Постелив картонку, потом один плед, Сергей Георгиевич предложил Маше поуютней расположиться. Потом второй плед накинул на нее.
— Теперь точно не замерзнешь, — остался довольным Сергей Георгиевич. — Я пойду подсыплю корм.
Маша была тронута вниманием, которое проявлялось во всем.

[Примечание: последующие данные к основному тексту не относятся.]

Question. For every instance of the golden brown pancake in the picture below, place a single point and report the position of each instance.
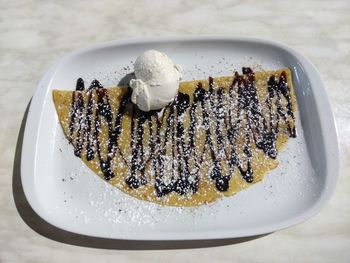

Наверное, подумала она, только такой и бывает счастливая семья.
* * *
Своего отца Маша вспоминала редко, в памяти остались какие-то обрывки. Воспоминания счастливого детства, словно рисунок акварелью, опущенный в воду, со временем медленно, но неотвратимо растворялись. Она была в первом классе, когда отец стал реже уделять ей внимание. В это же время мать, Ольга Петровна, стала реже улыбаться. Дрязги между собой родители пытались скрывать, но через год ситуацию скрывать стало невозможно, Маша все чаще становилась свидетельницей ссор и ругани.
Из разговора родителей она сделала вывод, что у отца появилась другая женщина, с которой он стал проводить больше времени, порой оставаясь на ночь. Летом родители развелись.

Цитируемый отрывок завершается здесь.